1904 – Birth of George Brent, born George Brendan Nolan in Ballinasloe, Co Galway. Brent was an became an American stage, film, and television actor. During the Irish War of Independence, Brent was part of the IRA. He fled Ireland with a bounty set on his head by the British government, although he later claimed only to have been a courier for guerrilla leader and tactician Michael Collins.

1922 – IRA shot dead two RIC constables and injured another in St Brigid’s hospital, Galway.

1923 – Anti-Treaty officer John Kevins killed in Beaufort, Co Kerry.

1923 – A Free State soldier is shot dead near Wellington Barracks, Dublin.

1923 – Two soldiers of the Railway protection Crops go missing in Co Louth. The body of one is found shot dead.

1923 – A Postmaster, Samuel Atkinson, is shot dead by raiders at Limalong, Co Monaghan.

1953 – Birth of Richard Bruton in Dublin. He is an Irish Fine Gael politician who has been a Teachta Dála (TD) for the Dublin North–Central constituency since 1982. He was appointed as Minister for Jobs, Enterprise and Innovation on 9 March 2011.

1976 – The IRA is linked to a bomb that explodes on a London Underground train; the driver of the train, Julius Stephen, is shot dead while chasing a gunman who is believed to have detonated the bomb. Ten other people are injured.

1981 – Bobby Sands recorded his diary for the first seventeen days of his hunger strike in which he detailed his thoughts and feelings on the momentous task that lay ahead of him. In order to secure his status as Irish political prisoner he was willing to fast til death, an event that would earn him a place in the annals of Irish history and in the hearts and minds of Irish republicans world wide. See Bobby Sands Trust for today’s entry:

1981 – Francis Hughes begins his hunger strike in Long Kesh prison, two weeks after Bobby Sands.

1993 – Kitty Linnane, leader of the Kilfenora Céili Band, dies.

1998 – The US Ambassador to Ireland, Jean Kennedy Smith, confirms she will leave her post after US Independence Day celebrations in Dublin on 4 July.

1999 – A prominent Irish civil rights solicitor, Rosemary Nelson, who had represented the Garvaghy residents in the Drumcree dispute, was assassinated by a booby-trapped car bomb in Lurgan, Co Armagh.
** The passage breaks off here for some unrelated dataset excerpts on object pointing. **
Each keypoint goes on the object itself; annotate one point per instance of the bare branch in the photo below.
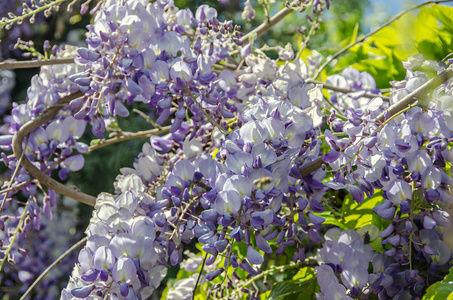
(199, 277)
(45, 116)
(129, 136)
(393, 19)
(347, 91)
(419, 93)
(35, 63)
(267, 25)
(75, 246)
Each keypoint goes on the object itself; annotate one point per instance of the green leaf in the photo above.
(441, 290)
(357, 215)
(286, 288)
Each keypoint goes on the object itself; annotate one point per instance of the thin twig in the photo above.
(267, 25)
(75, 246)
(199, 277)
(35, 63)
(419, 93)
(393, 19)
(13, 239)
(129, 136)
(307, 38)
(210, 119)
(16, 171)
(45, 116)
(4, 22)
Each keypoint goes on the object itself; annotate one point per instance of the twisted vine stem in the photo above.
(59, 259)
(394, 109)
(45, 116)
(26, 64)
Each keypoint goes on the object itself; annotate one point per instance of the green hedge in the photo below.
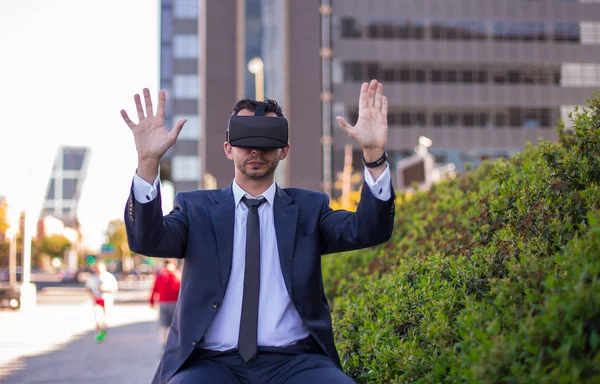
(491, 277)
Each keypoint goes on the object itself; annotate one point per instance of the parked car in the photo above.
(10, 296)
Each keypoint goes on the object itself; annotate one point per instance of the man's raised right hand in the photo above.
(151, 137)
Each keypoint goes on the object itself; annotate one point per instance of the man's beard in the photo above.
(257, 174)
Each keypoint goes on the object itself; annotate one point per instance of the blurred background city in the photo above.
(466, 80)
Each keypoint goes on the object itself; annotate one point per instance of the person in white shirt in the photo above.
(252, 307)
(101, 285)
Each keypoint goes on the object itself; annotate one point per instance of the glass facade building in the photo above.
(479, 78)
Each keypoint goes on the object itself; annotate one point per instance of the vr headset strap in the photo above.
(260, 109)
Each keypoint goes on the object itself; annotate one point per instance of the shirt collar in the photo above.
(238, 193)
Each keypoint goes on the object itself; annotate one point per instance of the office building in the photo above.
(205, 50)
(479, 78)
(64, 187)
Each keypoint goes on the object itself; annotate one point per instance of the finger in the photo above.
(162, 97)
(378, 96)
(138, 107)
(344, 125)
(362, 100)
(127, 120)
(148, 101)
(384, 107)
(371, 93)
(177, 128)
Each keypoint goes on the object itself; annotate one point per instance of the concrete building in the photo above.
(64, 187)
(205, 49)
(479, 78)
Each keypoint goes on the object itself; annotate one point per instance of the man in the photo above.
(252, 307)
(166, 289)
(101, 285)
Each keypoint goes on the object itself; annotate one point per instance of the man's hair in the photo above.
(271, 106)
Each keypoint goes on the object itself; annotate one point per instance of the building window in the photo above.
(185, 9)
(69, 189)
(186, 86)
(166, 24)
(590, 32)
(350, 28)
(185, 168)
(166, 67)
(566, 32)
(185, 46)
(192, 130)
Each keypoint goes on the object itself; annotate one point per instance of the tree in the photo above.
(4, 245)
(52, 246)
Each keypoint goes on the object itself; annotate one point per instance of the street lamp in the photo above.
(256, 67)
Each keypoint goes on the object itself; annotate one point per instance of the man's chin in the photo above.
(256, 175)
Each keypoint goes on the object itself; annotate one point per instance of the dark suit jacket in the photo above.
(200, 229)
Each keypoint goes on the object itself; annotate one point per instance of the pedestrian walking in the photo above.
(165, 290)
(102, 285)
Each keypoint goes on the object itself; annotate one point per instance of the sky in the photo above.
(67, 67)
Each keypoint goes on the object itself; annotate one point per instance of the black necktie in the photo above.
(249, 319)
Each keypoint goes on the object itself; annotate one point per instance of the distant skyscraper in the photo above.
(64, 186)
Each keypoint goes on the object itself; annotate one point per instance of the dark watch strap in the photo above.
(377, 162)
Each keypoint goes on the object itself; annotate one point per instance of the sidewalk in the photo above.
(55, 344)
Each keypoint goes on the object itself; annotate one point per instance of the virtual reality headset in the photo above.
(258, 131)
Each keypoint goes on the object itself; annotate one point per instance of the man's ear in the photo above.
(227, 149)
(284, 151)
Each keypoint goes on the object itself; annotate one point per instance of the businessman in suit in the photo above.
(252, 308)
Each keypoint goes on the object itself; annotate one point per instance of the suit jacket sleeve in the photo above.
(151, 234)
(371, 224)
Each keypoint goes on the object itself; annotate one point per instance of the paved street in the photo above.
(54, 342)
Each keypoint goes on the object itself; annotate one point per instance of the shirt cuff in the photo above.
(381, 188)
(143, 191)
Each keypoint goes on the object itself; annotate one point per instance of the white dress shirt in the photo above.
(279, 323)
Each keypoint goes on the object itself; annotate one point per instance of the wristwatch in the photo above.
(377, 162)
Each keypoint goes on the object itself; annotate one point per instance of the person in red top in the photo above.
(166, 291)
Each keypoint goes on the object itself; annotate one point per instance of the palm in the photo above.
(151, 137)
(370, 131)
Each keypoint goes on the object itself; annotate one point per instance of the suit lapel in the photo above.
(286, 217)
(223, 218)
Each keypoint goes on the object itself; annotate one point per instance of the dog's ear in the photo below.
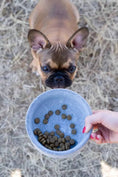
(38, 40)
(78, 39)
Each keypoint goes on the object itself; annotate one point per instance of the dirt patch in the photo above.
(96, 81)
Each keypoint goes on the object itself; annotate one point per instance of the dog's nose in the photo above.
(59, 79)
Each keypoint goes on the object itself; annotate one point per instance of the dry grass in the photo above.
(96, 81)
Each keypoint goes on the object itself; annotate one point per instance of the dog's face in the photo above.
(57, 63)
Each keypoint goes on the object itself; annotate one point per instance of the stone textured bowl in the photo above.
(53, 100)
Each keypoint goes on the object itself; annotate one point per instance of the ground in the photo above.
(96, 81)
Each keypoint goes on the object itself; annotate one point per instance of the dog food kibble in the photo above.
(72, 125)
(73, 131)
(57, 127)
(57, 112)
(50, 113)
(64, 107)
(55, 140)
(69, 117)
(37, 120)
(63, 116)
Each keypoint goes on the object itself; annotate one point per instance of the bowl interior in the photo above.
(53, 100)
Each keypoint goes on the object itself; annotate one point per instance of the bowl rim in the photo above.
(38, 145)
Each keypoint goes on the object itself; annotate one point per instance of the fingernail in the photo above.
(91, 137)
(84, 129)
(97, 138)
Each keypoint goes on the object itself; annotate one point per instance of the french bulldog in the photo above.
(56, 41)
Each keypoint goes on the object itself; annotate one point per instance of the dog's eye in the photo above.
(45, 68)
(71, 69)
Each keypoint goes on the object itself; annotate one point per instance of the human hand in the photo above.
(106, 124)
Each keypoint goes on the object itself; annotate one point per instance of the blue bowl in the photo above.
(53, 100)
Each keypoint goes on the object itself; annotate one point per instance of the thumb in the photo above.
(91, 120)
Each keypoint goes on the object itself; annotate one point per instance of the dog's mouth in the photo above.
(58, 80)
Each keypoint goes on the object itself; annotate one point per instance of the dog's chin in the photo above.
(50, 82)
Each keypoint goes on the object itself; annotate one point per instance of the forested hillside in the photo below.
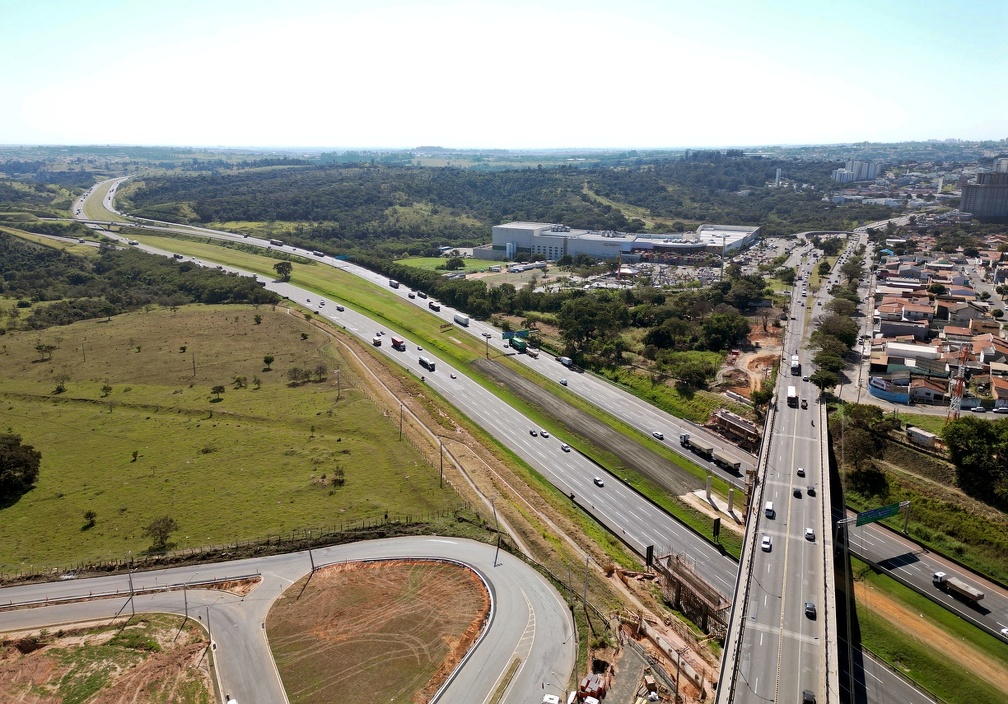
(357, 205)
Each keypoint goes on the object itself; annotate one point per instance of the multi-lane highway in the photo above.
(779, 613)
(529, 623)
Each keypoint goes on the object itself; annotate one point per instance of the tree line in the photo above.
(59, 287)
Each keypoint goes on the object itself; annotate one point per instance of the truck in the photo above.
(722, 458)
(698, 446)
(957, 587)
(795, 366)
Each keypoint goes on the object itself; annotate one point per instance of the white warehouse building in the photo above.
(553, 241)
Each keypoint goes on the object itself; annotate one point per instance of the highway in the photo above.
(635, 520)
(784, 604)
(530, 620)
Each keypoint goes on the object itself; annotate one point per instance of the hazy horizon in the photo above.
(555, 75)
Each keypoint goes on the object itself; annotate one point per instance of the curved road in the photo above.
(530, 622)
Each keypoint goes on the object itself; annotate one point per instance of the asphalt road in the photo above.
(530, 621)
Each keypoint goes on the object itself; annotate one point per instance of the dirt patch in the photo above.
(365, 632)
(922, 630)
(143, 661)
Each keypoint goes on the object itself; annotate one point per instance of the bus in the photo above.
(792, 397)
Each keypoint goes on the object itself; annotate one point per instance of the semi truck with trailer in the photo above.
(698, 446)
(722, 458)
(795, 366)
(957, 587)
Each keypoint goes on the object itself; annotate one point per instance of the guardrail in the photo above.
(149, 589)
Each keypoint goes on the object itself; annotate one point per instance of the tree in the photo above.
(979, 449)
(722, 330)
(283, 269)
(18, 466)
(158, 532)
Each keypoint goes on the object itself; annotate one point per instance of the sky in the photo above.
(501, 74)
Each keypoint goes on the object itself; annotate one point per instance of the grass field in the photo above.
(112, 663)
(247, 466)
(387, 631)
(967, 667)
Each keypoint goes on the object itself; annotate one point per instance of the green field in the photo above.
(918, 660)
(246, 466)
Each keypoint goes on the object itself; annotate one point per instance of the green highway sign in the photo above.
(877, 514)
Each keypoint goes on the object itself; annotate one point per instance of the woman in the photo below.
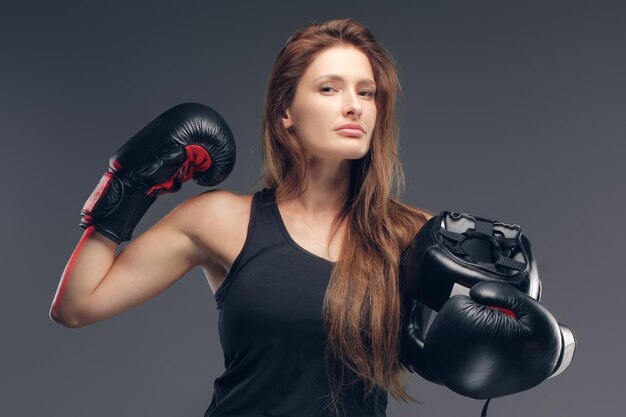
(305, 271)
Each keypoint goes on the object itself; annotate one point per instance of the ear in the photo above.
(287, 119)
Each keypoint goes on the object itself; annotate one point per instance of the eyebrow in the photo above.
(336, 77)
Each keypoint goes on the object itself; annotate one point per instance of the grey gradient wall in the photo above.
(512, 110)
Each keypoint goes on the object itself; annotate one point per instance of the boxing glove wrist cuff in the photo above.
(115, 207)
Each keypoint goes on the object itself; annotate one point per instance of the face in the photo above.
(336, 89)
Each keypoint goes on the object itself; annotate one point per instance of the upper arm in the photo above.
(154, 260)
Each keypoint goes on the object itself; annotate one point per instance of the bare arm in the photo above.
(97, 285)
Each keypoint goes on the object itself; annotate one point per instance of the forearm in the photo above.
(85, 270)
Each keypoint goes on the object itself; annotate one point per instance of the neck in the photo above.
(327, 186)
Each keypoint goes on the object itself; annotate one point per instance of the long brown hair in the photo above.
(362, 305)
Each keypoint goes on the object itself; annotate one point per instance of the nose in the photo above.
(352, 106)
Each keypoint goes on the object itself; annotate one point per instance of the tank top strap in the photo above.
(262, 233)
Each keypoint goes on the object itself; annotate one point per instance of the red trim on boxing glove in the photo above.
(198, 160)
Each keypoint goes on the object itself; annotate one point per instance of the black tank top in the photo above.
(271, 329)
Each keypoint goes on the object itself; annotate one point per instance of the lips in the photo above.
(351, 127)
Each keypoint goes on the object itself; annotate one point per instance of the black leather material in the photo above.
(157, 160)
(429, 269)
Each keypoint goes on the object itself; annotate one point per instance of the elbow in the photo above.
(70, 321)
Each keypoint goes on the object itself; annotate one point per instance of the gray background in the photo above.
(511, 110)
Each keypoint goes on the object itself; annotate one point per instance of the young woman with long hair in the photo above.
(304, 269)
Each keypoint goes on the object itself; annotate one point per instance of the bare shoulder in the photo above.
(217, 220)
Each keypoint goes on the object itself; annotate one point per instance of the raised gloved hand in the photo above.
(187, 141)
(498, 341)
(452, 253)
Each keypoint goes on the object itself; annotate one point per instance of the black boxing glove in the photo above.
(187, 141)
(496, 342)
(449, 255)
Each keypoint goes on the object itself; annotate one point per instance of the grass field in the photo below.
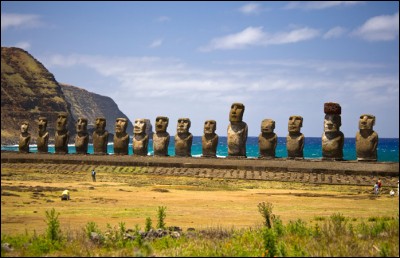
(198, 203)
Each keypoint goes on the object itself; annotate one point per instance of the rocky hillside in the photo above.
(29, 90)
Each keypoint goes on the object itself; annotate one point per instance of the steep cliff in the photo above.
(29, 90)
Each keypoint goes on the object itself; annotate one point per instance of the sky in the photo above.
(194, 59)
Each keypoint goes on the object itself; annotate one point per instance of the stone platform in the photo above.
(280, 169)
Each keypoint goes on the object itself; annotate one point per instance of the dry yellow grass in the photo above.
(191, 202)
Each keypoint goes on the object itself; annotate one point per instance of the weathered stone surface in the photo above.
(24, 137)
(209, 140)
(295, 139)
(42, 140)
(62, 135)
(161, 137)
(82, 136)
(332, 138)
(237, 132)
(140, 138)
(183, 138)
(366, 139)
(100, 137)
(121, 138)
(267, 140)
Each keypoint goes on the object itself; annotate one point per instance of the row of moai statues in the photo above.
(332, 138)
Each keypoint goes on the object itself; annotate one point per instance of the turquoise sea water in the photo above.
(388, 148)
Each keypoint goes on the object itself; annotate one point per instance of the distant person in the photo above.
(391, 193)
(65, 196)
(93, 175)
(376, 188)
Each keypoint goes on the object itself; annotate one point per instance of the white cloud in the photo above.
(9, 20)
(251, 8)
(24, 45)
(319, 5)
(156, 43)
(335, 32)
(163, 19)
(255, 36)
(379, 28)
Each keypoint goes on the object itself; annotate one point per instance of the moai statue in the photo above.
(82, 136)
(332, 138)
(62, 134)
(295, 139)
(267, 140)
(161, 137)
(140, 138)
(366, 139)
(43, 137)
(24, 138)
(209, 141)
(183, 138)
(121, 138)
(100, 137)
(237, 132)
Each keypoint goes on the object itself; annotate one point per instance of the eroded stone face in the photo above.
(24, 137)
(43, 137)
(121, 138)
(140, 138)
(82, 137)
(366, 139)
(161, 137)
(100, 137)
(267, 140)
(295, 139)
(237, 132)
(209, 140)
(62, 134)
(183, 138)
(332, 138)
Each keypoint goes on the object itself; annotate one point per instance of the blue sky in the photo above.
(194, 59)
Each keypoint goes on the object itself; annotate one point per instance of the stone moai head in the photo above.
(366, 122)
(100, 125)
(120, 125)
(183, 125)
(81, 125)
(42, 123)
(295, 123)
(333, 120)
(62, 120)
(24, 127)
(236, 112)
(267, 126)
(161, 124)
(210, 126)
(140, 126)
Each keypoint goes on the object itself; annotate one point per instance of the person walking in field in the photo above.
(65, 196)
(93, 175)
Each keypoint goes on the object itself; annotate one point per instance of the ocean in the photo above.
(388, 148)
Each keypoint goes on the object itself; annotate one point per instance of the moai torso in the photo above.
(267, 140)
(183, 138)
(121, 138)
(366, 139)
(82, 137)
(140, 138)
(100, 137)
(295, 139)
(332, 138)
(209, 140)
(24, 138)
(237, 132)
(62, 135)
(161, 137)
(42, 140)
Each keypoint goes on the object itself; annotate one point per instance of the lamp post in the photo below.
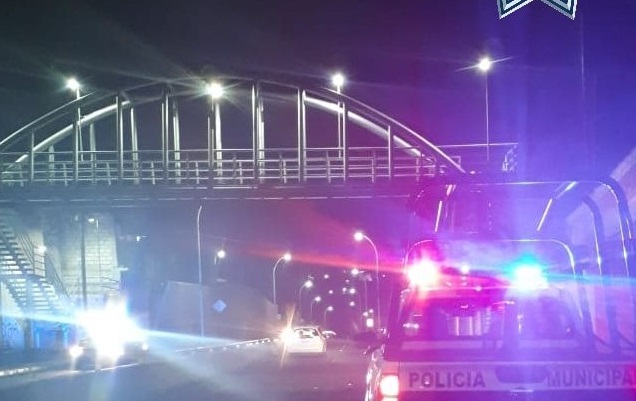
(286, 258)
(307, 284)
(215, 143)
(314, 301)
(359, 236)
(484, 66)
(338, 80)
(201, 314)
(324, 318)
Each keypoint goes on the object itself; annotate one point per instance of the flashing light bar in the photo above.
(425, 273)
(528, 277)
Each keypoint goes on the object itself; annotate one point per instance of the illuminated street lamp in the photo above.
(359, 236)
(285, 258)
(73, 85)
(314, 301)
(338, 81)
(324, 318)
(214, 90)
(484, 66)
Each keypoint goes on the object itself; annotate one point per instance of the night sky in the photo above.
(566, 90)
(407, 58)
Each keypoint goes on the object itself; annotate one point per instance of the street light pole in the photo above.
(359, 236)
(83, 260)
(484, 66)
(286, 257)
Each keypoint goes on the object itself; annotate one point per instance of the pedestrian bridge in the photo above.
(245, 138)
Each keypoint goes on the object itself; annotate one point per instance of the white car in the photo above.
(304, 340)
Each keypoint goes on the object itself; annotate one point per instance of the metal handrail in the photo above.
(50, 271)
(231, 164)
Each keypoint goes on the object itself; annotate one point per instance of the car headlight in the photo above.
(287, 335)
(76, 351)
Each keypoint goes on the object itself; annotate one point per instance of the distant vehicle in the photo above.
(329, 333)
(109, 337)
(304, 340)
(88, 354)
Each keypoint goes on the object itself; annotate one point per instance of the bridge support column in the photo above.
(302, 135)
(256, 129)
(342, 116)
(77, 133)
(133, 143)
(176, 139)
(32, 157)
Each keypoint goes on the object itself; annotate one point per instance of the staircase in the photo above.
(29, 274)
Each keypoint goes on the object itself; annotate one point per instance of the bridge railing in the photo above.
(227, 167)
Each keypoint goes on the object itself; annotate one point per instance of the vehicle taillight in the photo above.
(425, 273)
(389, 388)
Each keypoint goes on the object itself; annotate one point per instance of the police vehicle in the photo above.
(509, 297)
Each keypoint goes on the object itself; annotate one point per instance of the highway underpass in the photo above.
(252, 371)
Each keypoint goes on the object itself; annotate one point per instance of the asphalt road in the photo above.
(255, 372)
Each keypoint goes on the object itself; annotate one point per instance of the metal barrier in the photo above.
(230, 168)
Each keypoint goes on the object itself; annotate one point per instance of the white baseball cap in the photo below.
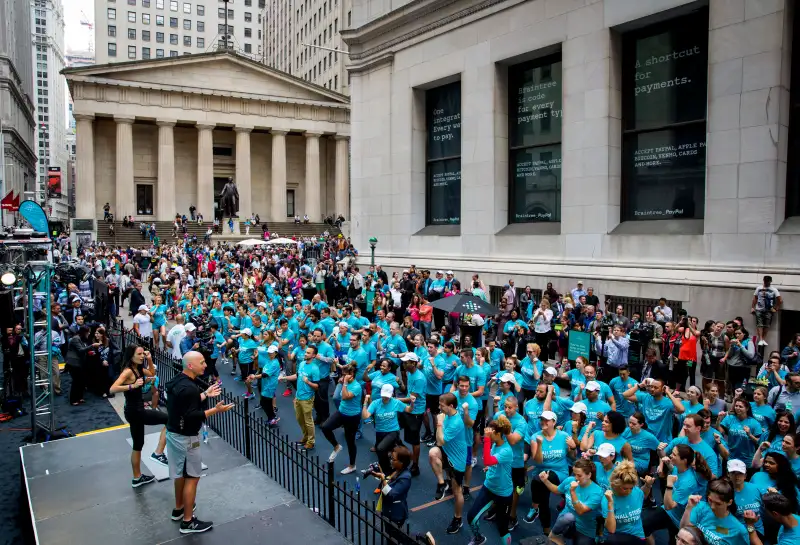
(736, 466)
(606, 449)
(548, 415)
(387, 390)
(579, 408)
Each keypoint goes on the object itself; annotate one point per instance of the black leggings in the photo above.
(488, 500)
(350, 424)
(384, 443)
(540, 495)
(137, 420)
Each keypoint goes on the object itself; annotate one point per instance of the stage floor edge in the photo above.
(78, 491)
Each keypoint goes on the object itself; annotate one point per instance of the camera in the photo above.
(374, 467)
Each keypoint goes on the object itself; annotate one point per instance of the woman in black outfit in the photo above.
(138, 369)
(77, 351)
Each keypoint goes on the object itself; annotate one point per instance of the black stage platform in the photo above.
(79, 492)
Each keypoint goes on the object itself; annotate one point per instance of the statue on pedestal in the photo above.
(229, 199)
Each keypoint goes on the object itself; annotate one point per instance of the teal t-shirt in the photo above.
(719, 531)
(498, 476)
(385, 414)
(591, 496)
(351, 407)
(627, 513)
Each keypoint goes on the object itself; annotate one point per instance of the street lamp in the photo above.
(372, 243)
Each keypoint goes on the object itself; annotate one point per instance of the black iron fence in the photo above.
(307, 478)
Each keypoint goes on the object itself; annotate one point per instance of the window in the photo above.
(534, 138)
(443, 154)
(144, 199)
(664, 84)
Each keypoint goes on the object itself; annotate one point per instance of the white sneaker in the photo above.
(334, 454)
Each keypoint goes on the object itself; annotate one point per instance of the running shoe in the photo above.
(533, 514)
(160, 458)
(195, 526)
(177, 514)
(455, 526)
(142, 480)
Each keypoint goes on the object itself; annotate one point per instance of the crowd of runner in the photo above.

A loyalist group, Red Hand Defenders, claimed responsibility.

1999 – The Minister for Tourism, Sport and Recreation, Jim McDaid, unveils plans to commemorate the Year 2000. Commencing on St. Patrick’s Day, ‘The Party Starts Here,’ is the official title of a 21-month long series of events, which will link over 300 separate festivals.

2000 – The censor lifts a ban on more than two-thirds, or 400, of prohibited books following an appeal by the Labour Party. Only 187 books and about 270 magazines and newspapers now remain on the banned list.

2001 – John Gilligan is found not guilty of the murder of Veronica Guerin; however, he is sentenced to 28 years in prison on drug-related crimes. The sentence is twice what most people expected and six years more than the previous longest sentence handed down for a drugs offence.

2002 – Tesco’s supermarket chain in Ireland announces that, unlike its British counterpart, it has no plans to start issuing the morning-after pill to Irish teenagers free of charge.

2014 – Death of Paddy Cronin. He was a fiddler, born in Ré Buí near Gneeveguilla, Co Kerry. He was taught fiddle by Padraig O’Keeffe. In 1949, Seamus Ennis recorded him on acetate disc for Radió Éireann. Later that year (1949), after making these recordings, he left Ireland and emigrated to Boston in the United states. In 2007, Cronin was awarded the prestigious Gradam Saoil, or Lifetime Achievement Award, by the Irish Gaelic-language television station TG4, in honour of his contribution to Irish Traditional Music over six decades.